Terraform Module Structure

terraform/
  modules/
    vpc/              — VPC, subnets, route tables, NAT Gateways, TG attachments
    ecs-cluster/      — ECS cluster, capacity providers, task definitions, services
    rds-aurora/       — DB cluster, instances, subnet groups, parameter groups
    elasticache/      — Redis replication group, subnet group, parameter group
    alb/              — ALB, target groups, listeners, WAF association
    route53/          — DNS zones, records, health checks
    cloudfront/       — Distribution, origin, WAF association, behaviors
    ci-cd/            — CodePipeline, CodeBuild, ECR repositories
    monitoring/       — CloudWatch dashboards, alarms, log groups
    security/         — KMS keys, WAF ACLs, Shield, Secrets Manager, IAM roles
    s3-backend/       — S3 bucket, DynamoDB table for Terraform state
  environments/
    dev/              — Smaller instances, single AZ
    staging/          — Full multi-AZ, no cross-region
    prod/             — Multi-region, all features

Incident Response Runbook Template

Each runbook should include:

Detection — What alert fires, what SLI/SLO is breached
Triage — Check Grafana dashboard, X-Ray traces, CloudWatch Logs
Mitigation — Specific steps (e.g., failover to secondary region)
Resolution — Apply fix, verify, update runbook
Post-mortem — Root cause, timeline, action items

Info

Store runbooks alongside your Terraform code in a runbooks/ directory.
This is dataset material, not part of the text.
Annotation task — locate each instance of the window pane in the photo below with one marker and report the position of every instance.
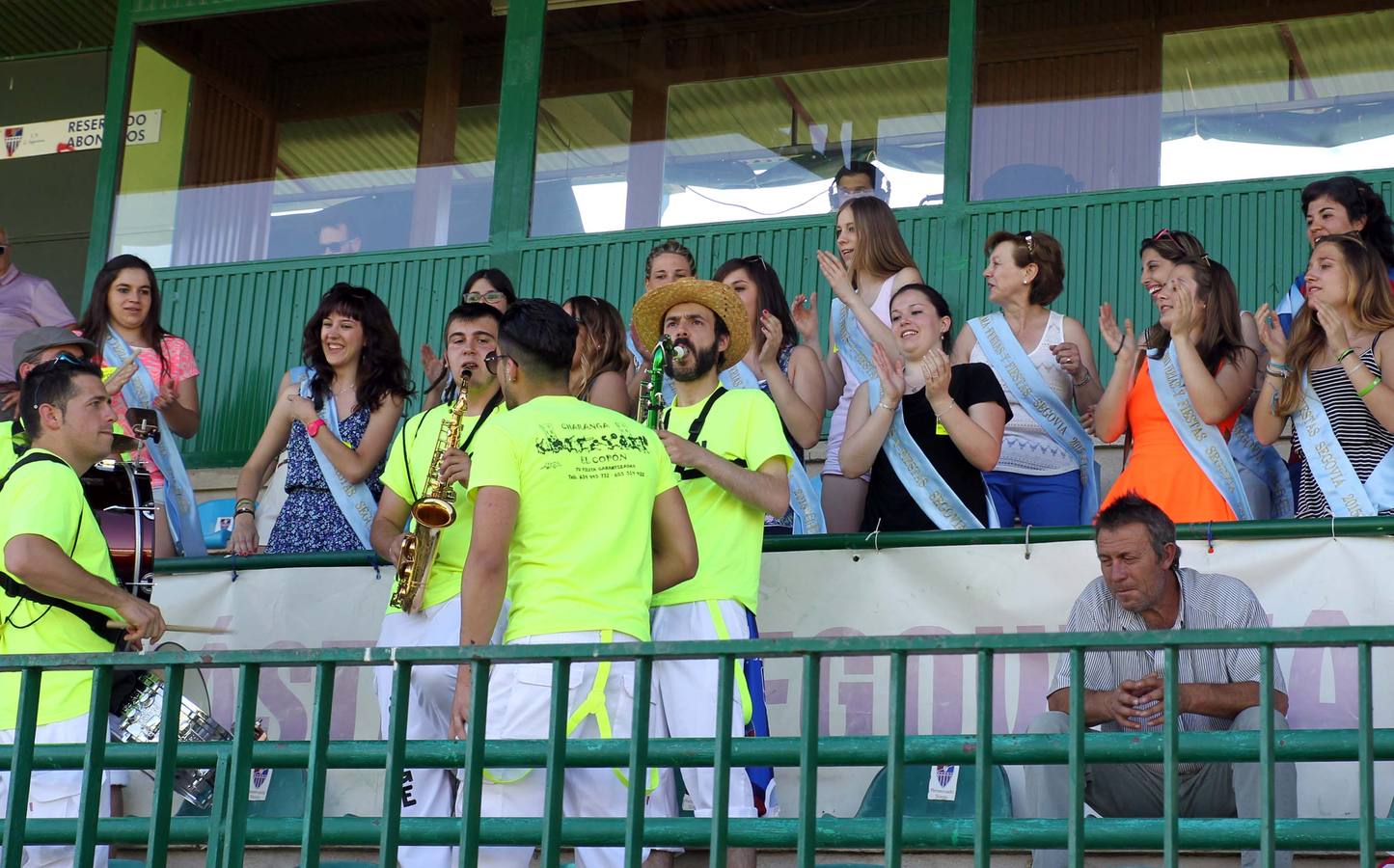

Keep them in version control so they evolve with the infrastructure.

Summary

This reference architecture brings together every concept from the course: VPC design, container orchestration, database high availability, global traffic routing, CI/CD, observability, and defense-in-depth security. Use it as the starting point for your capstone project and adapt it to your specific requirements.